Verifying Robust Unlearning: Probing Residual Knowledge in Unlearned Models
Hao Xuan, Xingyu Li
TL;DR
This paper addresses the risk that machine unlearning (MUL) leaves residual knowledge that can be adversarially recovered. It formalizes Robust Unlearning, requiring that unlearned models remain resistant to resurfacing attempts and remain distinguishable from retrained counterparts, and introduces Unlearning Mapping Attack (UMA) as a post-unlearning verification framework that actively probes for forgotten traces via adversarial inputs. UMA optimizes perturbations to minimize the difference between pre- and post-unlearning outputs, testing whether forgotten information can still be elicited, and experiments show that many state-of-the-art unlearning methods fail to meet this robustness standard across discriminative and generative tasks.
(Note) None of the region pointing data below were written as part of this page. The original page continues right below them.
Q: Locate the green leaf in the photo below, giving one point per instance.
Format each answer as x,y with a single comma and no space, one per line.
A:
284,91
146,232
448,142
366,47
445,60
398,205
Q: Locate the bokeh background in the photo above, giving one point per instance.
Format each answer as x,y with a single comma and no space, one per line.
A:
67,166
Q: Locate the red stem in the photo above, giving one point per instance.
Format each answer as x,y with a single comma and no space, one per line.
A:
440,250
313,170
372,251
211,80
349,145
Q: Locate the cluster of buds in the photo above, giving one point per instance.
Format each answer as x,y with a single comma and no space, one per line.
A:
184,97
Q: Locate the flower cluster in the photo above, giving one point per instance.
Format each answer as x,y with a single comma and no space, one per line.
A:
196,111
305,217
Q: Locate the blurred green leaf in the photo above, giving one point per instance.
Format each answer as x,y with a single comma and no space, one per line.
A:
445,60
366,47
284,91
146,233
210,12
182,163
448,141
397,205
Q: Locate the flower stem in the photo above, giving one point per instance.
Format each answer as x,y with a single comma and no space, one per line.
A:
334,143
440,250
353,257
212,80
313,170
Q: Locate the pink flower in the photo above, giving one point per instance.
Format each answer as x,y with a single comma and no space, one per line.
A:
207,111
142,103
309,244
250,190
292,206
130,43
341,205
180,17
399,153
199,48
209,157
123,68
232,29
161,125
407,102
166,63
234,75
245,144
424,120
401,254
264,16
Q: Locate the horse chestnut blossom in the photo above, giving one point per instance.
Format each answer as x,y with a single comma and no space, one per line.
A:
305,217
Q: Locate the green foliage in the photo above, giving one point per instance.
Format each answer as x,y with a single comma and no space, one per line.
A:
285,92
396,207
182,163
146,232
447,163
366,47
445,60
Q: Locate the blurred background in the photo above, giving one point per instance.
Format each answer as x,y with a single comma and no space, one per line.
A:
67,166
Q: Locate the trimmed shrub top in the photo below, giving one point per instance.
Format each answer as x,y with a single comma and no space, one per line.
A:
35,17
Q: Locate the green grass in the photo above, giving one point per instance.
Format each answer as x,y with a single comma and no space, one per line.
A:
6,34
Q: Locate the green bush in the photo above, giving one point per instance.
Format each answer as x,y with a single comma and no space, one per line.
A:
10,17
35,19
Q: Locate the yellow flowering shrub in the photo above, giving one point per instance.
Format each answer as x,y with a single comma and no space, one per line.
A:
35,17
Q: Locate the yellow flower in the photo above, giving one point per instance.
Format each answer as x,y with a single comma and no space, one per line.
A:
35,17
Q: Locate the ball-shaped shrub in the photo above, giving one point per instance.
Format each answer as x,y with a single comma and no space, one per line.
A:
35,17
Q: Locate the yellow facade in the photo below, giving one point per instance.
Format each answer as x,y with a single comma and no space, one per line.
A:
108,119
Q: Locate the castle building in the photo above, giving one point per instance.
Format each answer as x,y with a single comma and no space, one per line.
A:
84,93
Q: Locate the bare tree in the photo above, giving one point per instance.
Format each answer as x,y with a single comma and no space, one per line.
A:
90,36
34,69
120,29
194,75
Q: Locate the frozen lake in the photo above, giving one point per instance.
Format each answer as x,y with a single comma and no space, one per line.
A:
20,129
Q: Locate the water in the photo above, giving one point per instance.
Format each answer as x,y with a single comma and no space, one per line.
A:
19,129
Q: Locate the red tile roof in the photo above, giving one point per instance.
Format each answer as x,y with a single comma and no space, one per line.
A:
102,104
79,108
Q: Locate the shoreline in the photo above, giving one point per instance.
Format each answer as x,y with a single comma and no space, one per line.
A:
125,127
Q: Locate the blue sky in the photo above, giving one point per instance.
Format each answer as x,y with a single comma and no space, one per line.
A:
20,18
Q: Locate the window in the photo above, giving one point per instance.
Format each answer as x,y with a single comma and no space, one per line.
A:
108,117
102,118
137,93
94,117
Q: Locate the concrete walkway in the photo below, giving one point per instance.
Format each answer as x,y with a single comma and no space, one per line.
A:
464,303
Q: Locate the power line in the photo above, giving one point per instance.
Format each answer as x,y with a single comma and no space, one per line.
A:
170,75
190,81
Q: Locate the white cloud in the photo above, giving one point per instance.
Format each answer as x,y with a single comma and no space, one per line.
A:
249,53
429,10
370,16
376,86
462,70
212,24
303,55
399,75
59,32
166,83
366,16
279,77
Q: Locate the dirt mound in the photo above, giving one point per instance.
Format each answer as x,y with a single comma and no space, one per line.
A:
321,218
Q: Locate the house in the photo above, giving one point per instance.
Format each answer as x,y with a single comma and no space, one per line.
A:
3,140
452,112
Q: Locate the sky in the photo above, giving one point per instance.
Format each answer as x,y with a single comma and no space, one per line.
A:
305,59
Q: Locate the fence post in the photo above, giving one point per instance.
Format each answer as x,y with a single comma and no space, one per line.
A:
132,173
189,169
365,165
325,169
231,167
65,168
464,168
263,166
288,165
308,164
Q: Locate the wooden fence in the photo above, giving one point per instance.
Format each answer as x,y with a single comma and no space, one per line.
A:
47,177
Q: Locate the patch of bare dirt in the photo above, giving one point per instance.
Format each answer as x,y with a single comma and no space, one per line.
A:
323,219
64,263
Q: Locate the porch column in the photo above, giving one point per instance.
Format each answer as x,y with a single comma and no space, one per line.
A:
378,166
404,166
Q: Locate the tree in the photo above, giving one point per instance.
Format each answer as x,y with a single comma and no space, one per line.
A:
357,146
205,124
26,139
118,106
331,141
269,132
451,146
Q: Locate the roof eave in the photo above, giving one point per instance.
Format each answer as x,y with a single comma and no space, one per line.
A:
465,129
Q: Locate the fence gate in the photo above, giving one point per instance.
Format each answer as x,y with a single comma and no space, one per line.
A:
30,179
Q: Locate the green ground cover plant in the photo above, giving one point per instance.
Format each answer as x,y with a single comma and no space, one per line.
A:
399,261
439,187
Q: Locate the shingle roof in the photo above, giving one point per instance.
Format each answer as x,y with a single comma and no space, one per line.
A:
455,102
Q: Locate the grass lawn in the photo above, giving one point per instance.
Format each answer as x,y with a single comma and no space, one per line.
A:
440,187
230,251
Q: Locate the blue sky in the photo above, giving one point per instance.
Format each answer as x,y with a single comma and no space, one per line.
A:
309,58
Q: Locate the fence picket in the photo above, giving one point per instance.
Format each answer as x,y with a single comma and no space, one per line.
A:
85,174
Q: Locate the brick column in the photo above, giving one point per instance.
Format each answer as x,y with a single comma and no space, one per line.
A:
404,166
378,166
The authors also explore defenses, including adversarial unlearning training and test-time purification, demonstrating that robustness can be improved at the cost of computation and potential accuracy trade-offs. Overall, UMA provides a practical tool for evaluating unlearning security and motivates the development of stronger, more resilient unlearning techniques.
Abstract
Machine Unlearning (MUL) is crucial for privacy protection and content regulation, yet recent studies reveal that traces of forgotten information persist in unlearned models, enabling adversaries to resurface removed knowledge. Existing verification methods only confirm whether unlearning was executed, failing to detect such residual information leaks. To address this, we introduce the concept of Robust Unlearning, ensuring models are indistinguishable from retraining and resistant to adversarial recovery. To empirically evaluate whether unlearning techniques meet this security standard, we propose the Unlearning Mapping Attack (UMA), a post-unlearning verification framework that actively probes models for forgotten traces using adversarial queries. Extensive experiments on discriminative and generative tasks show that existing unlearning techniques remain vulnerable, even when passing existing verification metrics. By establishing UMA as a practical verification tool, this study sets a new standard for assessing and enhancing machine unlearning security.